Lent 28: hiding place

12 03 2013

Kajsa loves to hide. And maybe even more than hiding, she loves the creation of hiding spots. Sometime in the past two days, she developed this new hiding spot by the coffee table. I think she calls it my secret spot.  She hides back there and does her “work”: writing, reading, drawing and talking to her stuffed animals. Lent 28: hiding place

Today’s Scripture reading from the Lenten bulletin insert for this week, is Psalm 32. One of my favorite verses is verse 7: You are my hiding place; you will protect me from trouble and surround me with songs of deliverance. I have often felt like hiding. Hiding from the many icks of life–painful and difficult detours. Sorrow, illness, death, tragedies, brokenness, loss, poor decisions, prodigal behavior, injustices, trauma, disappointing news…. lots of tears, lots of questions, not many good answers.. The icks of life that create pain.

But hiding places don’t remove pain. Sometimes we need a break, a reprieve from the detours… that’s different. And more often, what we do need is to rest and trust–in God. That kind of hiding, that doesn’t take us away from the pain as much as it does help us through it. That kind of hiding place helps us remember that even in the midst of all the pain, God is still present. God is still loving. And God is still faithful. This much I know.





How often?

23 02 2010

In Luke 13:34, Jesus said, “Jerusalem, Jerusalem, the city that kills the prophets and stones those who are sent to it! How often have I desired to gather your children together as a hen gathers her brood under her wings, and you were not willing!”

How often have I wanted to:

..be gathered safely under God’s wings?

..let God brood over me and those I love?

..feel protected, and completely trust God’s provision?

..be willing to let God gather me?

..wanted to be protected, yet also want to do it myself? Or partly myself?

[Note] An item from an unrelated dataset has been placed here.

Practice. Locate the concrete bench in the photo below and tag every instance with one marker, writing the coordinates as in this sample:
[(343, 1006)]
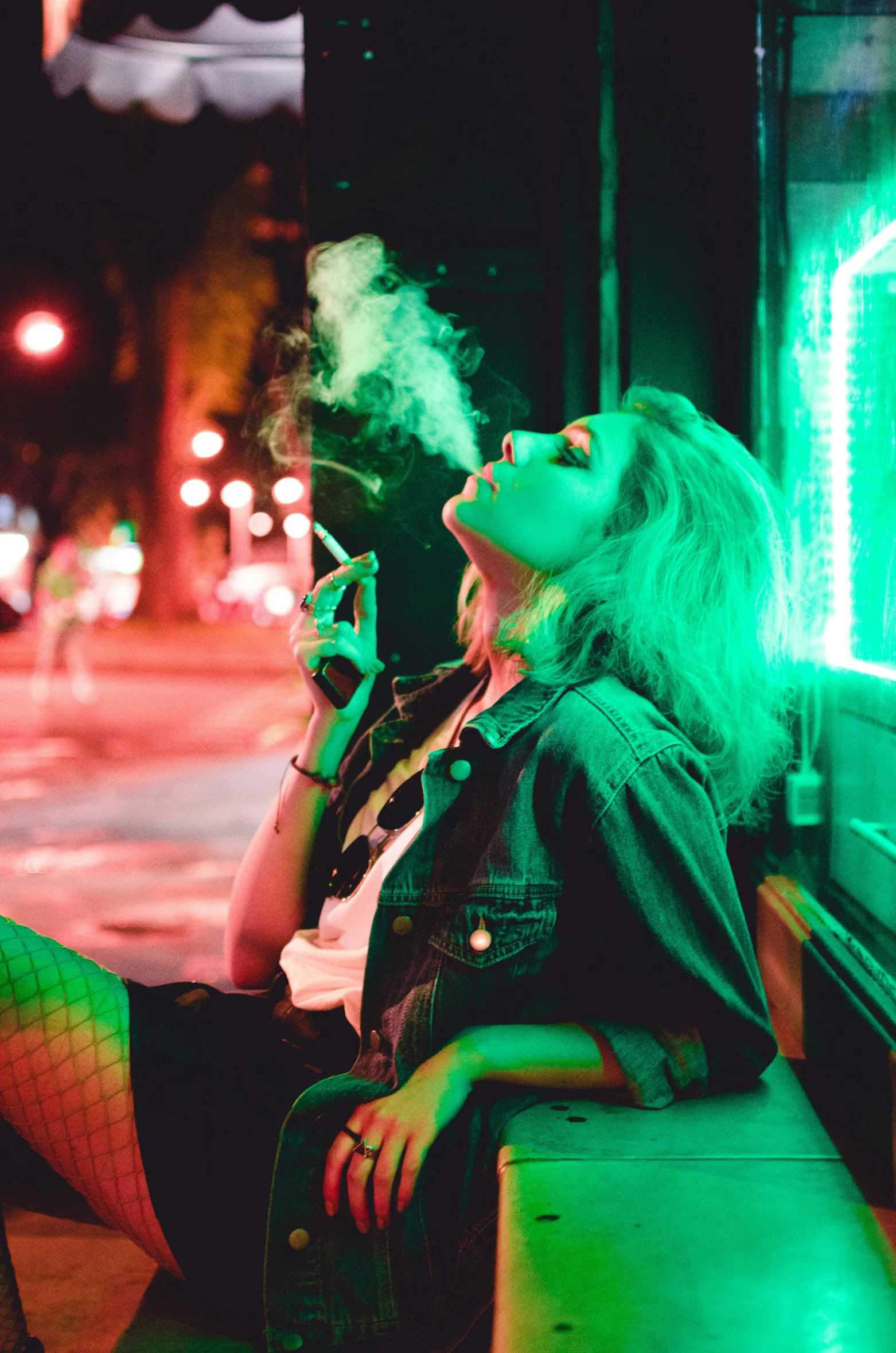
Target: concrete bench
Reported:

..have God still gather me, whether or not I’m willing, and whether or not I recognize my willingness or lack thereof?

Tuesday, Feb 23rd

In Luke 13:34, Jesus says to Jerusalem, “Jerusalem, Jerusalem, the city that kills the prophets and stones those who are sent to it! How often have I desired to gather your children together as a hen gathers her brood under her wings, and you were not willing!”

I would hope that my willingness to let God be Mother Hen is greater than that of Jerusalem in Jesus’ day. I would hope. But honestly, there is reality. There is the fact that I am human, and though I am not two-and-a-half like my daughter is, I waffle.. one day I want God’s protection, the next I want to protect myself. Or maybe one minute, and the next minute. And then I waffle back and want God to step in again–but in my timing, of course.

Doesn’t sound like I’m always that willing, does it?

Maybe it’s time do some more trusting of the Mother Hen wings that desire to gather and brood… and let God do it.